重厚感のある執務机に積み上げられた書類。本棚に並ぶたくさんの難しそうな本。それらのせいか、ここは我が家で一番重苦しさを感じさせる部屋だと思う。それに、この部屋の中ではいつもは優しい父の、銀行のトップとしての顔が見える気がして苦手なのよね。
どうかお叱りじゃありませんように、と緊張しつつも用件を聞くと、父は耳を疑うようなことを言った。
「え? お父様……今、なんと仰いましたか?」
私は驚く気持ちを抑えつつ、父に聞き直した。
片岡グループの御曹司を落とせと言われた気がするけれど、まさか聞き間違いよね? いくらなんでもそんなこと……
「だから、片岡宗雅を落とせと言ったんだ。……しずく、これは我がたちばな銀行と片岡グループの利害が一致した政略結婚だ。一カ月後には彼の秘書として働けるように手を回しておいたから、なんとしても彼と恋仲になりなさい。そうすれば、あとは両家でうまくやるから」
「…………」
理解がしきれずに表情が消える。
片岡宗雅さん……。片岡宗雅さんって、あの宗雅さんよね? 片岡家の長男で、片岡グループ本社の副社長。いずれは社長となられる方。そして、忘れもしない私の初恋の人。
片岡グループは、国内外に手広くホテル事業を展開しており、政財界との繋がりも深い。

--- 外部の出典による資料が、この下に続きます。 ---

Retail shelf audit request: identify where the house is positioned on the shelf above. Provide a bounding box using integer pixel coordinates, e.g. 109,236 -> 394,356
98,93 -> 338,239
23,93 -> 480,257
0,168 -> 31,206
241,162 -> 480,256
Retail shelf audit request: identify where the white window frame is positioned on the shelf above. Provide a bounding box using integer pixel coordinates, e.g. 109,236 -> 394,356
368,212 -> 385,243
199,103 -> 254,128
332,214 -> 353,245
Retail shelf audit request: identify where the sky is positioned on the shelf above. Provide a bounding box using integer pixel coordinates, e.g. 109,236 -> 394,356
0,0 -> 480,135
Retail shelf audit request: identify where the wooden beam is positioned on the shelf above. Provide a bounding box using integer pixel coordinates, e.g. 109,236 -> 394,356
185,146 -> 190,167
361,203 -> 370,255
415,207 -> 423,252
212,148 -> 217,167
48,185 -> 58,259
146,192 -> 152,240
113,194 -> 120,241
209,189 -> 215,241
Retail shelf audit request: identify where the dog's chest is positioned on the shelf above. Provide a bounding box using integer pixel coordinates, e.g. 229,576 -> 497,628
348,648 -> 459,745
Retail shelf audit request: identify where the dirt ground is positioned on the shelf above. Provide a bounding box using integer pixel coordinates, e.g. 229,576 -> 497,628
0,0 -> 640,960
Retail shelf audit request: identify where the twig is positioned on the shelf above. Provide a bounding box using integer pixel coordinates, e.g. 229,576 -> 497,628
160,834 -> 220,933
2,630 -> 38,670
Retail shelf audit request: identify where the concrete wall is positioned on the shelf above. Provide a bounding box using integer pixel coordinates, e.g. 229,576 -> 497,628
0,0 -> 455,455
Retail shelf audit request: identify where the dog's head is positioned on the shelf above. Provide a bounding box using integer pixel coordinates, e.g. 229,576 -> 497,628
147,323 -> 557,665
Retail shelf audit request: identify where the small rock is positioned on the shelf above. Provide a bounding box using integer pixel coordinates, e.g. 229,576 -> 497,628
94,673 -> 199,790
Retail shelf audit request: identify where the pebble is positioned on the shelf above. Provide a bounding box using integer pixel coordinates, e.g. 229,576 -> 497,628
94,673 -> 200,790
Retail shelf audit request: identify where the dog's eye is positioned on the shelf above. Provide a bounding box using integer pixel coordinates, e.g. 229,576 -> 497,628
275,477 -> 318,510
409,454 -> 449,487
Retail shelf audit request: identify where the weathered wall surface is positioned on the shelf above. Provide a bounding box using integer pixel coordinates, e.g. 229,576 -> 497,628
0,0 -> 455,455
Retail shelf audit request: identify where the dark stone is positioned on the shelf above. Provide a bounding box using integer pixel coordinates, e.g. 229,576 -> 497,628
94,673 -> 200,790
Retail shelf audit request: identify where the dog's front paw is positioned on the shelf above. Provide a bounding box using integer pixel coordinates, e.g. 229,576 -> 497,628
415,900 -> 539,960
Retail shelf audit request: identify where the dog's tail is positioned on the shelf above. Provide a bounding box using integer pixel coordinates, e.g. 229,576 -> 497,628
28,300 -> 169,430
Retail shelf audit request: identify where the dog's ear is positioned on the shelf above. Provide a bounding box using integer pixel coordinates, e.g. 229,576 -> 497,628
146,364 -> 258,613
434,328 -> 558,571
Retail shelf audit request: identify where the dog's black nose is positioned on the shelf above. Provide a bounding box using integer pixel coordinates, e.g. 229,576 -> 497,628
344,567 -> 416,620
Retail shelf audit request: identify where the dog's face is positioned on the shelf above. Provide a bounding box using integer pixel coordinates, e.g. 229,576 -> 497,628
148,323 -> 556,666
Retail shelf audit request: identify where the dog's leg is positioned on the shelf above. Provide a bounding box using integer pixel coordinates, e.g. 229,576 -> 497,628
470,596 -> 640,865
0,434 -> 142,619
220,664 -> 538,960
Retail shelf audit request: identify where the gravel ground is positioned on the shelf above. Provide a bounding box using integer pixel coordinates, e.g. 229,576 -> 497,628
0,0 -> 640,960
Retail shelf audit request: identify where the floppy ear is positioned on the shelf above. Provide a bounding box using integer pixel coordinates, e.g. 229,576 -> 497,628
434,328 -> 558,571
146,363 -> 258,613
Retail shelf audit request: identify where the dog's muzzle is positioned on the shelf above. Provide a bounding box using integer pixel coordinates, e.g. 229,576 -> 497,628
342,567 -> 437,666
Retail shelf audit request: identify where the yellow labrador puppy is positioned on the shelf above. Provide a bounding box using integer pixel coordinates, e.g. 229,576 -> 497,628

そして我が家は大手銀行の創始者一族。家柄は釣り合うので、縁談が持ち上がるのは、なにもおかしなことじゃない。ここ何年かで片岡グループとの取引が増えているので、そこから話が来ているのかしら。
でも、そんな本当に? 初恋の人と……ずっと好きだった人との縁談だなんて、そんなうまい話があるかしら?
私は戸惑いを隠せず、いつも以上に真面目な顔で話す父をジッと見つめた。
「嘘……冗談ですよね?」
「こんなことを冗談で言えるか」
「……で、ですが、お父様。政略結婚だなんて大丈夫でしょうか?」
宗雅さんは政略結婚がいやなのだと思う。だって、彼が来る縁談をすべて断っているという話は有名だ。家が代々事業をしていると、どうしても結婚が家同士のものになって、政略的な意味合いが強くなる。今時家柄で選んだ相手と家のために結婚するだなんていやよね。私も、いずれはこういった話があると覚悟はしていたけれど、本音を言えば自分の結婚相手くらい自分で選びたいと思っていた。当然ながら彼もそうなのだろう。私は彼のことが好きだからこの話は嬉しいけれど、彼はそうじゃないもの。そこまで考えて胸がズキンと痛む。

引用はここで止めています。